Auch in Elmeloh steht ein Automat

Also haben ihr Mann Wolfgang (41) und sie ein gutes halbes Jahr hin und her überlegt, ob sie anderweitig investieren sollen. 'Den Kühlautomaten haben wir in einer Fachzeitschrift gesehen', erinnert sich der Landwirt an den Stein des Anstoßes. Aber hier war er nirgends zu bekommen, einzig ein Schweizer Unternehmen vertreibt den zwei Meter hohen und einen Meter breiten Kühlautomaten, der mit einer 50-Liter-Milchkanne bestückt werden kann. Die Rademachers wagten die Investition in Höhe von rund 10000 Euro, ebenso wie der befreundete Hof Eilers in Elmeloh.

Damit sind die beiden Höfe im Norden eine absolute Ausnahme, wie Undine Pages von der Landesvereinigung der Milchwirtschaft erklärt. 'In Bayern beispielsweise gibt es davon mehrere. Aber da wurden sie auch bezuschusst', erklärt sie. Zumindest die ersten Hundert, wenngleich die Zahl ihres Wissens nach nie erreicht worden sei.

Die Frischmilch-Zapfanlage steht seit wenigen Tagen in einer neuen Holzhütte zwischen dem Bauernhaus und der Blumenwiese. 'Die Beschilderung ist noch nicht ganz optimal', erklärt Dörte Rademacher, die es aber nicht schlimm findet, wenn sich Kunden versehentlich vor dem Wohnhaus der Rademachers einfinden. 'Da kann man gleich Fragen beantworten.' Die Gefäße für die Frischmilch muss jeder selbst mitbringen, ein Liter tagesfrische Rohmilch kostet 70 Cent. Der Automat kann kein Geld wechseln, aber wer beispielsweise einen Euro einwirft, bekommt auch für die 30 Cent noch Milch. Wer keine Flasche dabei hat, kann in der Hütte eine erstehen. Täglich zwischen 8 und 20 Uhr können Milchfreunde in Eigenregie die weiße Leckerei zapfen. Die Rademachers empfehlen, die Milch innerhalb von drei Tagen zu verbrauchen und sie vor dem Verzehr auf mindestens 70 Grad zu erhitzen. Außerdem sollte sie nicht wärmer als fünf Grad gelagert werden.

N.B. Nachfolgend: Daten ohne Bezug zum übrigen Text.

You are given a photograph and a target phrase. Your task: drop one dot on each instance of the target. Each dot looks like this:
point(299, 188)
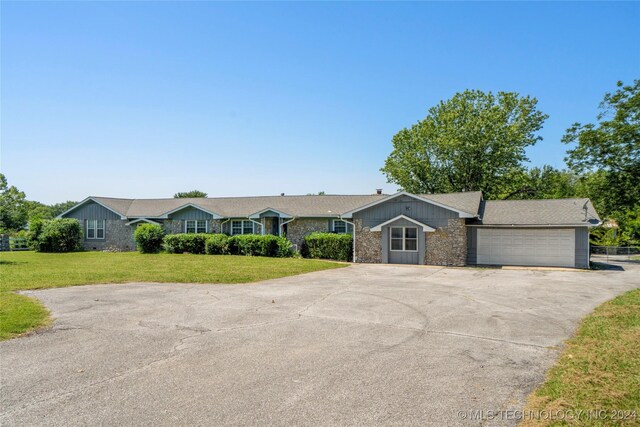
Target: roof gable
point(424, 227)
point(117, 206)
point(470, 211)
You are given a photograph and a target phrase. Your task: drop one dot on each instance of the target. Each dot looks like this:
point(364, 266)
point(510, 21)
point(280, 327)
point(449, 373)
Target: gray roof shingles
point(539, 212)
point(297, 206)
point(491, 212)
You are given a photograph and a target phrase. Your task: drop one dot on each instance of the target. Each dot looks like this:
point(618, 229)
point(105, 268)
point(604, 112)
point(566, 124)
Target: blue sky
point(143, 99)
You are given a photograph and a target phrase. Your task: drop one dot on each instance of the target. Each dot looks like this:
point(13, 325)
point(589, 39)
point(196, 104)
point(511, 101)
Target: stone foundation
point(447, 245)
point(368, 244)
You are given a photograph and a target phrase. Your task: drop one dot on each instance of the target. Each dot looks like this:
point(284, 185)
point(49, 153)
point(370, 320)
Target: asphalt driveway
point(367, 344)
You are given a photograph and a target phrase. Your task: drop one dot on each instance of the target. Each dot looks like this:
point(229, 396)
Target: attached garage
point(527, 246)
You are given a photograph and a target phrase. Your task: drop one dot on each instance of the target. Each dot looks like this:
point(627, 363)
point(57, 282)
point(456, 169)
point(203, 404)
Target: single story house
point(453, 229)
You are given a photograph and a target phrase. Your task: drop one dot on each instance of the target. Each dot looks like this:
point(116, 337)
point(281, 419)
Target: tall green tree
point(543, 183)
point(473, 141)
point(187, 194)
point(13, 207)
point(611, 147)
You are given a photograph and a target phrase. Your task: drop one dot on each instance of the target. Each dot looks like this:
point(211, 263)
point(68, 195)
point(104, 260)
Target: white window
point(95, 229)
point(339, 226)
point(404, 239)
point(195, 226)
point(241, 227)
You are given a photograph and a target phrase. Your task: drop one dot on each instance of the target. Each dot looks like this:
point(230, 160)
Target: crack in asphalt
point(430, 331)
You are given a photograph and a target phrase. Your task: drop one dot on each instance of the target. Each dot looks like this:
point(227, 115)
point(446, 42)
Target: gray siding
point(429, 214)
point(92, 210)
point(582, 247)
point(190, 213)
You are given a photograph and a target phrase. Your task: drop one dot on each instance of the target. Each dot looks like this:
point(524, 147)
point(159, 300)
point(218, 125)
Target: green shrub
point(193, 243)
point(35, 229)
point(328, 246)
point(149, 238)
point(56, 235)
point(285, 248)
point(217, 244)
point(260, 245)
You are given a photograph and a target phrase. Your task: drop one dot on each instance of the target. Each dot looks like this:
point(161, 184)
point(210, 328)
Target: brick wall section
point(298, 228)
point(118, 237)
point(177, 226)
point(368, 244)
point(447, 245)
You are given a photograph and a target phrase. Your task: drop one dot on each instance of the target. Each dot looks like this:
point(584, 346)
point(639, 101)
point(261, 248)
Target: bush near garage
point(56, 235)
point(217, 244)
point(149, 238)
point(192, 243)
point(334, 246)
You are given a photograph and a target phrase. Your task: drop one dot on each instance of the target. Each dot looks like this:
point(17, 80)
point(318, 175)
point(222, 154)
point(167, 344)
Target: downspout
point(353, 233)
point(281, 228)
point(260, 224)
point(222, 225)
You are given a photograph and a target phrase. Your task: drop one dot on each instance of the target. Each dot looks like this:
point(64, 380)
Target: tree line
point(477, 141)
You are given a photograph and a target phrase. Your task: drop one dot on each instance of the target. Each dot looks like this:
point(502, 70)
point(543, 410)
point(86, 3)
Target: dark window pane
point(396, 244)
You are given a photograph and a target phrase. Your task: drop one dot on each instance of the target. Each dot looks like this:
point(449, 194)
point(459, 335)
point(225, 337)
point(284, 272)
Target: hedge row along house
point(454, 229)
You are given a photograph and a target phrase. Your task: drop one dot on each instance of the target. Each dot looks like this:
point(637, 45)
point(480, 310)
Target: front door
point(403, 245)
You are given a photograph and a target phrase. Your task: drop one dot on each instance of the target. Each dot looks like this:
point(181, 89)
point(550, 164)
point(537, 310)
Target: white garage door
point(536, 247)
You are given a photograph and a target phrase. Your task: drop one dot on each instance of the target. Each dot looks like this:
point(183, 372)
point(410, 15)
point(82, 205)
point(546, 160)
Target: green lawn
point(31, 270)
point(599, 369)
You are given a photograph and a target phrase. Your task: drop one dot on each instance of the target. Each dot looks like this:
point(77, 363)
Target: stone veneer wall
point(177, 226)
point(298, 228)
point(118, 237)
point(368, 244)
point(447, 245)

Die unbehandelte Milch landet gar nicht erst in der riesigen Milchwanne, sie wird direkt täglich in eine 50-Liter-Flasche abgefüllt und sofort gekühlt. 'Sie hat einen Fettgehalt von 4,5 Prozent und einen Eiweißgehalt von 3,5 bis 4 Prozent', schildert Dörte Rademacher. Der Automat sei rechtlich abgesichert und von der Amtsveterinärin abgenommen. Dörte Rademacher bezeichnet ihn schon als 'unser zweites Standbein'. Und eben weil Stillstand Rückschritt bedeutet, liebäugelt sie bereits mit einer neuen Idee. 'In der Holzhütte ist ja noch Platz, vielleicht kommt deshalb im Sommer noch ein Hofladen hinzu', überlegt sie laut. Aber das ist Zukunftsmusik.